Here's the view (from building balcony).
From this place to Seoul - about 25 km.
Three houses that you see, are
situated near the border. The huge building with the curved roof - is in
Southern Korea.
Soon I've got the feeling that I'm in USSR, and there's USA on the other
side :)
The signs were everywhere. It's begun from the north-Korean and
south-Korean uniforms (looked like soviet and American) and finished
with people's behavior at northern and southern side. Our proleader was
constrained and silent, not less than we. On the southern side the
frontier-guards stood with the legs on width of the shoulders, having
their hands behind the back.
Soon from the south-korean building the bunch of tourists appeared -
maybe, Americans and Europeans.
The man with megaphone in his hands came before
them and started to tell the south-korean version of events during the
war. We heard almost every word. Well… now I understand why we came here
: Our proleader seemed to read our minds and has grinned silently, as if
he wanted to say: "You see everything, I've nothing to add".
Later I've read in some western story about visit to
Northern Korea these lines: "Down by the demarcation line, North
Korean soldiers stood stiffly in dress uniform on one side, stared at by
slouching South Korean troops in mirrored sunglasses on the other. From
afar they looked like Russians and Americans..."
Looks like it's not our impression only. By the way,
the American forces are still quartered in Southern Korea.

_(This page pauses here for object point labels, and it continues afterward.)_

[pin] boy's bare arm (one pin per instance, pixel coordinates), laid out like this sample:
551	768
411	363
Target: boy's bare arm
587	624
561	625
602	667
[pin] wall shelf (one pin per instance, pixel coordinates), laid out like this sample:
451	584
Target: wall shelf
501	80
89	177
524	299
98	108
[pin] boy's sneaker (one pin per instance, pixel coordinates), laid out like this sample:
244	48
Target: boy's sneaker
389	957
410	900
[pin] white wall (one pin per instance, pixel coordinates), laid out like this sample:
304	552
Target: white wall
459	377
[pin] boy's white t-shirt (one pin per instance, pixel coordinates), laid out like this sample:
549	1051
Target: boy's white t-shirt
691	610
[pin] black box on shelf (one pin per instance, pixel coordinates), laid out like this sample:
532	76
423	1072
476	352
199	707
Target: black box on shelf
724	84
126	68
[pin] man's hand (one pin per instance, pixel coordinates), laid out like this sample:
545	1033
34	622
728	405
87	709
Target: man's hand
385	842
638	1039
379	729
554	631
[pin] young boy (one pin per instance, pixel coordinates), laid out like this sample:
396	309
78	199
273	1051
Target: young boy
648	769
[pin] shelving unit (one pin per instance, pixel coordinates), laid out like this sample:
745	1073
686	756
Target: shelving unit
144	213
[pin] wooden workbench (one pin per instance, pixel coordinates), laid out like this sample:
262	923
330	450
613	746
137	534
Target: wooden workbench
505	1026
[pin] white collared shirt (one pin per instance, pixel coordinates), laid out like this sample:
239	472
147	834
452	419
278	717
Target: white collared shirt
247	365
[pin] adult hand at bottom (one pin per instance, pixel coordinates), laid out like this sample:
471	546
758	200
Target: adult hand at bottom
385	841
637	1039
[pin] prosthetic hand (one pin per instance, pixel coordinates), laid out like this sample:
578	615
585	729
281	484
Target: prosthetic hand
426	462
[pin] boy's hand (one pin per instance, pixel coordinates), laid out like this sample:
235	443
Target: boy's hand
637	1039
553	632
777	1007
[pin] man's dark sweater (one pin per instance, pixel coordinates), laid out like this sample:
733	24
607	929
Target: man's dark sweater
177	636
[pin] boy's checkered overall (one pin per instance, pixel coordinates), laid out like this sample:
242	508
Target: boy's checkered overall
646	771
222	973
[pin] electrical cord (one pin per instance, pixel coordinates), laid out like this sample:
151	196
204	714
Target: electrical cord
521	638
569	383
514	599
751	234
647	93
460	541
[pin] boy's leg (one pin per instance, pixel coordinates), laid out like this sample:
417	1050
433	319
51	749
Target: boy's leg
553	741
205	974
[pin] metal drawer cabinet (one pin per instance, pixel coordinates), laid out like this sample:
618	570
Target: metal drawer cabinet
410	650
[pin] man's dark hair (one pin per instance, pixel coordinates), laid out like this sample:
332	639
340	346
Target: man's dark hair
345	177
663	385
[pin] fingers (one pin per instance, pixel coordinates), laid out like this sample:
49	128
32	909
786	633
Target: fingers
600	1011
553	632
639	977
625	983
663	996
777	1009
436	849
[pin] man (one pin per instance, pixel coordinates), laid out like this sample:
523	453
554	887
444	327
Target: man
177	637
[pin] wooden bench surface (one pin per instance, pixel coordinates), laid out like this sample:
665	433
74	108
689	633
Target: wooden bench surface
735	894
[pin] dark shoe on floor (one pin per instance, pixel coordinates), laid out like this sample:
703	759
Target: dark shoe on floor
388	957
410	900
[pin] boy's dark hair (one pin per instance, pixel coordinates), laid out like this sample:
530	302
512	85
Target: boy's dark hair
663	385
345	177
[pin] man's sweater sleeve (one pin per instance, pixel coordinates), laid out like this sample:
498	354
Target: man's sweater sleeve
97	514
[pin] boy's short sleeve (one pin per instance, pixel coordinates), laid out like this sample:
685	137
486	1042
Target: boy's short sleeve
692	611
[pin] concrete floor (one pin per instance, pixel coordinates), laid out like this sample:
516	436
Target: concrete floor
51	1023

Being imbued with "cold war" atmosphere, we went down and came to the
one of the houses, where the negotiations between North and South were
held (and they say that they're still do sometimes).
Due to it's
historical rule, this house has become a sightseeing, and later, when
the situation became easier, the North and South have come to an
agreement, that they'd show the house to tourists, on-turn.
When we reached the house, the south-korean frontier guards and
tourists went out from there and locked their door. We have opened the
door from the northern side and entered the house.
Two soldiers have passed with us as protection, and a proleader invited
us to sit down at the both sides of a desk.
The desk was old, the
chairs were made of leather, and the leather was chapped because of it's
age. They seemed to be kept since 1950-ies, when the delegations from
both sides were sitting here.
We sat down, and the proleader smiled and told us that I'm now
sitting in Southern Korea, and Alexey's sitting in Northern :)
And inside of this building, standing a bit further from the border, the
contract about an armistice has been concluded. There's a date at the
monument: July, 27, 1953.
This large building is almost empty inside.
Just a desk with documents under the glass stands in the middle and the
conditioner works in the corner.
At the end of the story I would like to ssay some things. The northern
Koreans by their mentality are uncomparably closer to Russians, than
Europeans (I'm not even talking about Americans!). Even the Czechs are
more far from us.
It's difficult to make examples (and they're not for
public notes). But you must believe me: after a couple of days, when you
stop pay attention to external and language differences, sometimes you
get a strong feeling, that you talk to Russians.
The same moments as: "it's impossible, but if very much desirable,
then it's possible". The understanding of some ambiguous moments without
the words. Very similar "everyday problems" (of course, I compare not
with the "new Russians"). The same principals of high education.